These authors retrospectively analyzed a cohort of individuals living with HIV, followed between 2005 and 2016 at their reference HIV Unit of the Hospital Germans Trias I Pujol in Barcelona, Spain. Subjects living with HIV, including MSM, men having sex with women (MSW), and women, were followed prospectively at this single institution. They were all offered participation in a cytology-based anal cancer screening program that allowed the periodic triaging of patients to high resolution anoscopy, biopsy, and treatment by infrared coagulation or surgery of high-grade anal intraepithelial neoplasia, which is the precursor lesion of IASCC. Patients suitable for analysis who accepted screening (n = 1691) were compared to those who declined or dropped out of the screening program after less than 6 months (n = 1420). The endpoint was the incidence of IASCC. The authors observed 2 IASCCs in the screening group (incidence rate of 21.9 per 100 000 person-years), with both in MSM; in comparison, there were 8 IASCCs in the no-screening group (incidence rate of 107.0 per 100 000 person-years), with 4 among MSM, 2 among MSW, and 2 among women. The hazard ratio after a propensity score adjustment was 0.17 (95% confidence interval 0.03-086). This suggests that cytologic screening offers a benefit for the prevention of anal cancer.

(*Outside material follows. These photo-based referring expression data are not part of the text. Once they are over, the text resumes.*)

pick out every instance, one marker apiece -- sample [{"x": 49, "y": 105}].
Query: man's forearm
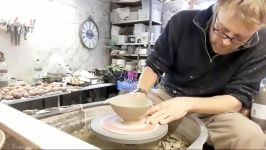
[
  {"x": 211, "y": 105},
  {"x": 147, "y": 79}
]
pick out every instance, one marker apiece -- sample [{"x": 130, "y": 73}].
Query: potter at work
[
  {"x": 133, "y": 74},
  {"x": 210, "y": 63}
]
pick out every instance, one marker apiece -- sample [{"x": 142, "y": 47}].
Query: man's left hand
[{"x": 166, "y": 111}]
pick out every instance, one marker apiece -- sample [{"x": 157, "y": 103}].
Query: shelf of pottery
[{"x": 131, "y": 27}]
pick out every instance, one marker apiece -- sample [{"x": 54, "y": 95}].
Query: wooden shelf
[
  {"x": 131, "y": 22},
  {"x": 126, "y": 44},
  {"x": 126, "y": 55},
  {"x": 128, "y": 3}
]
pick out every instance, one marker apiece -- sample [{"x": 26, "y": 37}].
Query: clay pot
[{"x": 129, "y": 107}]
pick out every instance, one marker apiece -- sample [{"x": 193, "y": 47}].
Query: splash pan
[{"x": 112, "y": 128}]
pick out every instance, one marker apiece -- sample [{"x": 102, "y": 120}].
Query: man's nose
[{"x": 227, "y": 42}]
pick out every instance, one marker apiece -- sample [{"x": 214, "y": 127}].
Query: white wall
[{"x": 56, "y": 32}]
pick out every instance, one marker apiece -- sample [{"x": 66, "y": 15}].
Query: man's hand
[{"x": 167, "y": 111}]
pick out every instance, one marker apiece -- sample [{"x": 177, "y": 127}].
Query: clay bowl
[{"x": 129, "y": 107}]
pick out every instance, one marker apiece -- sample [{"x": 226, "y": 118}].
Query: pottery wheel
[{"x": 112, "y": 128}]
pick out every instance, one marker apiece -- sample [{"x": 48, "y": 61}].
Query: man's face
[{"x": 228, "y": 32}]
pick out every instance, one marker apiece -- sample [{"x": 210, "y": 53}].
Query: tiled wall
[{"x": 56, "y": 32}]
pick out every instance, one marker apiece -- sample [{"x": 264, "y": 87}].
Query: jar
[
  {"x": 258, "y": 109},
  {"x": 3, "y": 71}
]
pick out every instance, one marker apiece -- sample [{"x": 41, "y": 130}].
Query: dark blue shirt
[{"x": 182, "y": 56}]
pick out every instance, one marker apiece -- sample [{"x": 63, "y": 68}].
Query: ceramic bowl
[{"x": 129, "y": 107}]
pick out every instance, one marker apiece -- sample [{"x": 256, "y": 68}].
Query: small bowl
[{"x": 129, "y": 107}]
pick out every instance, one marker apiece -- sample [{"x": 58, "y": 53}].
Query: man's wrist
[{"x": 140, "y": 90}]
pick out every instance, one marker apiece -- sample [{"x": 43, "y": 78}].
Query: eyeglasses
[{"x": 223, "y": 35}]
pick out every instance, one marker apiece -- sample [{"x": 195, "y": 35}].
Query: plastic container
[
  {"x": 37, "y": 71},
  {"x": 258, "y": 109},
  {"x": 3, "y": 71}
]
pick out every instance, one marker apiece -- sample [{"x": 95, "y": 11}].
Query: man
[{"x": 211, "y": 63}]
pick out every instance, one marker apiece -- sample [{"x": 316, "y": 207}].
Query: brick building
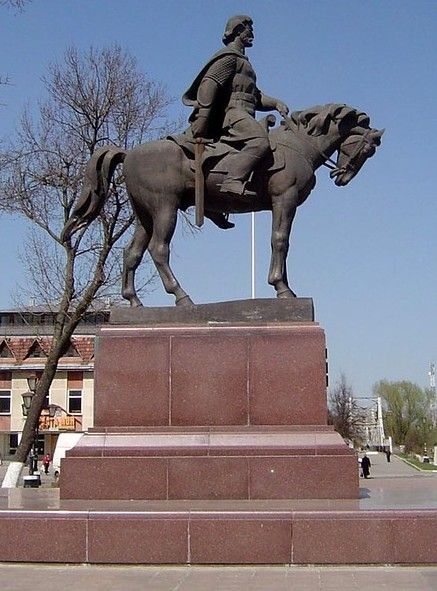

It is significant that neither of the 2 cases of IASCC in the screening group were identified directly by the screening strategy itself, but instead by the presence of symptoms or a mass, presumably detected by digital anorectal examination, which is an established practice. Nevertheless, both patients had hemorrhoids, which may have complicated the screening. Also, in the nonscreened group, the mortality rate was high (5 out of 8 patients). This would be a striking observation if this was the consequence of the anal cancer, but that information was not provided.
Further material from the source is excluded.